In Good Morning, Children, she sketched a portrait of a young teacher who faced resistance from peasants, as she struggled to improve primary education in a small village.

Kamieńska’s later films, such as So Much to Do/Tak dużo do zrobienia (1977) and On Open Heart/Na otwartym sercu (1986) also featured individuals who faced failures and opposition, but tenaciously pursued their professional goals.

Elsewhere her camera granted visibility to those who were otherwise unjustly stripped of their dignity by local and national Communist elites. Not only did her films reveal injustice, but also the paradoxes of the system, where some were ‘more equal than others’.

For example, The Dam/Zapora  (1976) focused on members of a small community fighting against displacement when plans for building a barrage, which was to transform their village into an artificial lake, were revealed by local authorities.

Later, in A Beautiful Freezing Polish Winter/ Piękna mroźna polska zima (1978), Kamieńska commented on the degradation of multigenerational families, depicting abandonment and abuse suffered by senior citizens left with no help from local or national authorities.

Regardless whether she portrayed the benevolent or the marginalised, Kamieńska raised awareness in her viewers, calling for honouring basic human dignity, with no intention to externally manage or immediately change any of the filmed realities.

Kamieńska never offered solutions. She rather pointed to problems, encouraging her audience to ponder over human cruelty, emotional coldness, indifference, or lack of compassion. This strategy became most obvious in Workwomen/Robotnice (1981), which disclosed the inhumane working conditions of female employees at a peripheral textile factory.

Workwomen won Kamieńska another Grand Prix in Cracow, as well an award from the Ministry of Culture. The film was also successful in Oberhausen.

Her other documentaries about women further explored the disparity between personal desires and the social reality of the Polish female. In The Women’s Island/Wyspa kobiet (1968), she visited a community of factory workers, whose personal and emotional goals were crushed in a town where men were in a shortage.

Her last film before the collapse of Communism, Day After Day/Dzień za dniem (1988) again won numerous festival trophies, including those at Cracow, Paris, Tampere and Oberhausen. It was a collection of observational shots narrated off-screen by one of two sisters who for almost 30 years had worked on a building site in Katowice. Kamieńska’s empathetic depiction of the two disillusioned and exhausted older women became a metaphor for the impact the regime had on the country’s population.

Even if overall Kamieńska’s career looks like an unbroken chain of successes, it is worth noting that not all of her films won critical acclaim. For example, The Champion Returns/Powrót mistrza (1970) that documents alienation of the weightlifting prizewinner after he returns to his hometown, was hardly mentioned by the press. Similarly, The Motif/Motyw (1975) that forms a visual meditation on a young couple who migrated from the city to the country rarely attracted any attention.

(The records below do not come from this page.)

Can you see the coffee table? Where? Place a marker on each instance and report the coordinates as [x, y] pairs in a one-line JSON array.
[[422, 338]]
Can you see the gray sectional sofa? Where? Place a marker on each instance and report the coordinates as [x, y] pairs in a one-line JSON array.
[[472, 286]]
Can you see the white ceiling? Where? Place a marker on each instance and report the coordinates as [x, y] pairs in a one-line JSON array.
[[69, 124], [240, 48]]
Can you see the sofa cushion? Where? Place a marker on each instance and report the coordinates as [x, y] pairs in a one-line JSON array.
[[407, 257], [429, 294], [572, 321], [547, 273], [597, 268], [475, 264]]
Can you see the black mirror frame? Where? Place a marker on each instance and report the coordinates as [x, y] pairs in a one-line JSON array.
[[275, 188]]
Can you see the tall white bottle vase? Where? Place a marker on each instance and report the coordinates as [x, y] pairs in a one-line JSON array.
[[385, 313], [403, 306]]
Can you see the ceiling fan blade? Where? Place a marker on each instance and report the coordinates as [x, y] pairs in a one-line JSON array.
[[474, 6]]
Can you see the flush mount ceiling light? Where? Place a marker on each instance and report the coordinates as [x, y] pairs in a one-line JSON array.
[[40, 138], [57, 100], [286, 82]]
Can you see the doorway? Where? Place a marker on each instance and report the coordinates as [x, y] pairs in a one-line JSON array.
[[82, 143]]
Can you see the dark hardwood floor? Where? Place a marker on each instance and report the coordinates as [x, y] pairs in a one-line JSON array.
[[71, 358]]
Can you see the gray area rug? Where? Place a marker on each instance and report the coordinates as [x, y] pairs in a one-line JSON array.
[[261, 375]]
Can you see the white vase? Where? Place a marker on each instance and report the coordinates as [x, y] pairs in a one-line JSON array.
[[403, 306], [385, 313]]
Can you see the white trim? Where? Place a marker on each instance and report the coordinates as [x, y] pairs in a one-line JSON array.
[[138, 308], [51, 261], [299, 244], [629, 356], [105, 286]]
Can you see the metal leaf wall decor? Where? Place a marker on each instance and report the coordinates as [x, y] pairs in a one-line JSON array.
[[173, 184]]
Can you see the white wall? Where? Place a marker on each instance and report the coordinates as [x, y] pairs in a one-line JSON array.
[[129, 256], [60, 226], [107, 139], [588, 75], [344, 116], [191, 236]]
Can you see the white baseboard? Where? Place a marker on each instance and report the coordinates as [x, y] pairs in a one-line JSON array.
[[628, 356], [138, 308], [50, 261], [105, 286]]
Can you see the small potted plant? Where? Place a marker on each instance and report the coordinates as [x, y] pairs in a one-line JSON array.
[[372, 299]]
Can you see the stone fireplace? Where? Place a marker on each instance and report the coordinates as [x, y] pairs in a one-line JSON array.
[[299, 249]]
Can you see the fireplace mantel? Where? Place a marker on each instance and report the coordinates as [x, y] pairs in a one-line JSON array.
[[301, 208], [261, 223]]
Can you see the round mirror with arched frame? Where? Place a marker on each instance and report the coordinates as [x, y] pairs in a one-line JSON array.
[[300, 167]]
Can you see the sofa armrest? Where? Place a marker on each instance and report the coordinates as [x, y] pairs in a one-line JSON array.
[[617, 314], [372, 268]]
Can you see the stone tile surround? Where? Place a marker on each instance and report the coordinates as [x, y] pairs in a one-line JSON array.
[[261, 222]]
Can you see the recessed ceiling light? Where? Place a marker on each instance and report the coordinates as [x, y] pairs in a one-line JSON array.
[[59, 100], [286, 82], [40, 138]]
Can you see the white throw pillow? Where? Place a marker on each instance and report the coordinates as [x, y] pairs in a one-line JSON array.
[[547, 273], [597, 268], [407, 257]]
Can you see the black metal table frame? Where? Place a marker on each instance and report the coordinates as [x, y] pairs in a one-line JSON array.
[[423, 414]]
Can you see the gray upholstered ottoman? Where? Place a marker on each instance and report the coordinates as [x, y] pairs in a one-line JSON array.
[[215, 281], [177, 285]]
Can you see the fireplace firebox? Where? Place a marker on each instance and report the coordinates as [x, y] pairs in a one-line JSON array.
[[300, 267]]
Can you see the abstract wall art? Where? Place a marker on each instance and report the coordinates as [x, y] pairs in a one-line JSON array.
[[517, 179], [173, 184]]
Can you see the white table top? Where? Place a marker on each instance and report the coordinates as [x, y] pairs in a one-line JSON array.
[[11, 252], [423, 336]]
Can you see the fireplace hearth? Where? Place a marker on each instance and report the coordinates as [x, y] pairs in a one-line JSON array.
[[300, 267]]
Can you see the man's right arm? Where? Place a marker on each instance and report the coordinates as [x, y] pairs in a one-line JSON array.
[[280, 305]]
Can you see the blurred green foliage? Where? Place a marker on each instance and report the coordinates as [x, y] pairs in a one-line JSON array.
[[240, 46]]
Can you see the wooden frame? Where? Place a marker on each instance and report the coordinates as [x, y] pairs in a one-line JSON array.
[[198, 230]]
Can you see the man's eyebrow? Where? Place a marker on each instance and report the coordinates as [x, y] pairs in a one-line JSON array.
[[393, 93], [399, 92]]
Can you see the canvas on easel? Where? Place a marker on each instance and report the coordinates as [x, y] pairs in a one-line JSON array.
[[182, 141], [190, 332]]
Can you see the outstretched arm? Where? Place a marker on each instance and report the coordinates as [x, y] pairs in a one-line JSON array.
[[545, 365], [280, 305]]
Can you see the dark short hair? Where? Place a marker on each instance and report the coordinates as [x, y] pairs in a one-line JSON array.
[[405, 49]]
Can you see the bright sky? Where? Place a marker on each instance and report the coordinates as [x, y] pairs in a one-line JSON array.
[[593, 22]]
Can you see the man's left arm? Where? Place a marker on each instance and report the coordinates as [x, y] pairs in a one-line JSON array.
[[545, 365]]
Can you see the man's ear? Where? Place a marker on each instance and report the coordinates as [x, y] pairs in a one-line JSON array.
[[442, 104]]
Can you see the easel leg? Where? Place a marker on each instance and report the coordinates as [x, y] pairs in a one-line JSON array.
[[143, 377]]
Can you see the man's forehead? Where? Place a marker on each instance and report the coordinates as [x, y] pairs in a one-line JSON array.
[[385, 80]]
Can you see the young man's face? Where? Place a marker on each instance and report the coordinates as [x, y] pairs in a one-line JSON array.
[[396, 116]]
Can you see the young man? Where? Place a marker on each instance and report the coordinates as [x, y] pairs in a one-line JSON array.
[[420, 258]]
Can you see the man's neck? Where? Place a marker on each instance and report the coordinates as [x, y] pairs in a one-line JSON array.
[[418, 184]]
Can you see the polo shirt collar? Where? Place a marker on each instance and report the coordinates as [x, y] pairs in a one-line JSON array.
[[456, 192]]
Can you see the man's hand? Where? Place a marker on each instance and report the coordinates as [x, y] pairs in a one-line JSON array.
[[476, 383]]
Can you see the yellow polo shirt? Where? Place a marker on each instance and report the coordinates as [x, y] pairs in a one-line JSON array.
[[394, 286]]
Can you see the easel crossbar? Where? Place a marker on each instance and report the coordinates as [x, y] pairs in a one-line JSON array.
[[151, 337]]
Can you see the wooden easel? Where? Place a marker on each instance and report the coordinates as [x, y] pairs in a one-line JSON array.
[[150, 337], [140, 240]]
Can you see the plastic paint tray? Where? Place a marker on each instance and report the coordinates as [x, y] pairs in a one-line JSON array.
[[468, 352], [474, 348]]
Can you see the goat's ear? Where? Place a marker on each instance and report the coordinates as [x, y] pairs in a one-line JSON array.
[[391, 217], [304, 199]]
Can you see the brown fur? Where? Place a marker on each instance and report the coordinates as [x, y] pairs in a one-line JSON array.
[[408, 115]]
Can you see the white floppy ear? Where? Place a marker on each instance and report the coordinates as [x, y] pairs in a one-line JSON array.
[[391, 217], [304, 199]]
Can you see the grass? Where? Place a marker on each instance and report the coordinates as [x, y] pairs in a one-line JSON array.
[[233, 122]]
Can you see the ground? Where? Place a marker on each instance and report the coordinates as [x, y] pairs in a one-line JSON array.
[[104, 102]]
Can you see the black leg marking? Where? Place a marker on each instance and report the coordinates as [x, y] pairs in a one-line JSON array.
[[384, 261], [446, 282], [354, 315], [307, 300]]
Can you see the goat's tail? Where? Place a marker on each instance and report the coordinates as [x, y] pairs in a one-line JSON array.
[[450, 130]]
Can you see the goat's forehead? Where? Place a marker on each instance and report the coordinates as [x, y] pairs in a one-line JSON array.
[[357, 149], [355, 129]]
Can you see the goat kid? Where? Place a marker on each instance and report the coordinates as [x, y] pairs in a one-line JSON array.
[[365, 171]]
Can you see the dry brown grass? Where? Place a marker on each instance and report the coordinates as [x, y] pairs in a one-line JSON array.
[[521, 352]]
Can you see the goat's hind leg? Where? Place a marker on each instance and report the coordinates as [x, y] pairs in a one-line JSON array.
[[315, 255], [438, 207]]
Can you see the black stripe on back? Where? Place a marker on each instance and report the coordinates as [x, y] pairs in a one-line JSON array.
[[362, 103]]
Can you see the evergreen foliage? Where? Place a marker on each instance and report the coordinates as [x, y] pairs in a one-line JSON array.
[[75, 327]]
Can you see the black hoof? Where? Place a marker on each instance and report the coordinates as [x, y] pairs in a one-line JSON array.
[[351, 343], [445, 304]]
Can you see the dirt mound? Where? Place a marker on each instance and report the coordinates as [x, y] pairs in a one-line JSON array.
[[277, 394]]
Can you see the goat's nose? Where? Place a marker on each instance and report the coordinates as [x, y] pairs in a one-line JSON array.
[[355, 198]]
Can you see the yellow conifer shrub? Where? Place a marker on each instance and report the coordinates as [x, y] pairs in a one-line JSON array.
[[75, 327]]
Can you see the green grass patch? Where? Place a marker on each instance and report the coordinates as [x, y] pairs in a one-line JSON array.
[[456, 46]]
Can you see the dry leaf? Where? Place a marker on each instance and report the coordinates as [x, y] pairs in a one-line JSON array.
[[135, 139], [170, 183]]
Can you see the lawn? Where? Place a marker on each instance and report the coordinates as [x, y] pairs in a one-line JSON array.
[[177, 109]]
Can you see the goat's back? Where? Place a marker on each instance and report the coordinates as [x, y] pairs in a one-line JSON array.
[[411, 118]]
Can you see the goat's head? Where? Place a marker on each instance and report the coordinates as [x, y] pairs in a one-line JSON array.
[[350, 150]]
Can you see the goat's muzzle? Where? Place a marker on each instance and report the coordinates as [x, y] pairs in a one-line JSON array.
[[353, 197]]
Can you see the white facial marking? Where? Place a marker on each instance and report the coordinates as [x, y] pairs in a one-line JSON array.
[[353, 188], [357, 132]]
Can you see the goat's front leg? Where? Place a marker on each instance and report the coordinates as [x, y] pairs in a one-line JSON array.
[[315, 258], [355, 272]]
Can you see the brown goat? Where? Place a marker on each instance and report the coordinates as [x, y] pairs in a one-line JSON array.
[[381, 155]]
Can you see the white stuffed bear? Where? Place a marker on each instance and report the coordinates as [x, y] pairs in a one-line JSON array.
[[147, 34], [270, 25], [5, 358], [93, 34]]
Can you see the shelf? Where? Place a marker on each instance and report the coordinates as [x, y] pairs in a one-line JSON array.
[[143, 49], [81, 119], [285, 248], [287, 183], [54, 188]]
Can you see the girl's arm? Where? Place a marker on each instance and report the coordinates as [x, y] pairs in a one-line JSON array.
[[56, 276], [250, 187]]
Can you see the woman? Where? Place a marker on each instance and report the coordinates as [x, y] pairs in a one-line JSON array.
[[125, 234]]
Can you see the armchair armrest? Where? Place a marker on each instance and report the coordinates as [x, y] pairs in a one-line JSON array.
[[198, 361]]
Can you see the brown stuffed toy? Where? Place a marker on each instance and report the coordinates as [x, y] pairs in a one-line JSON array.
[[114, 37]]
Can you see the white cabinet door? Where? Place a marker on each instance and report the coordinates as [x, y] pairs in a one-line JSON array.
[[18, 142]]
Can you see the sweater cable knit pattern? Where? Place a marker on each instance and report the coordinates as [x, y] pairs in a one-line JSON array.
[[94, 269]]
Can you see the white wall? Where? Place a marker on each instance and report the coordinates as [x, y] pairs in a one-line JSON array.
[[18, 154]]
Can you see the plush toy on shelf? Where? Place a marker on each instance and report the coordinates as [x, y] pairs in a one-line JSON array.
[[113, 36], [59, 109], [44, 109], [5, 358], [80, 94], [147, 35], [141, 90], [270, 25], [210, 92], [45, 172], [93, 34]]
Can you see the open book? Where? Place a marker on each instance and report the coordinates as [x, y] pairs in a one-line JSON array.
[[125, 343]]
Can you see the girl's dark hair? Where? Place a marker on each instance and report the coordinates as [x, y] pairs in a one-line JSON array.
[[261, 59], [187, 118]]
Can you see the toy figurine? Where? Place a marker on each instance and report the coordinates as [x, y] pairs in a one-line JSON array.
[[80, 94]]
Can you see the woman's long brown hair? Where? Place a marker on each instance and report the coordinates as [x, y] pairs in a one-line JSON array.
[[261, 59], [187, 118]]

Nevertheless, Kamieńska’s chronicles of human persistence and determination in resisting social and cultural suppression made her into a chief auteur among the Polish documentary filmmakers, someone who uncovered not only the hardships but also the human face of her society under the Communist rule.

Perhaps it was her appreciation for individual perseverance and resolution that allowed her to see more successes and trophies after the end of the regime, where she continued working for more than a decade.

In the 1990s, Kamieńska started exploring new subjects, such as religious faith. Again she focused on human sacrifice and determination, this time among Catholic nuns in Missionaries of Charity/Misjonarki Miłości (1991).

She also looked into the effects of Communism on individual biographies in films such as Fog/Mgła (1993), where observational shots crosscut with talking heads and in her final documentary, Calling/Powołanie (2002), which told the tragic story of a Polish priest living in the Soviet Union.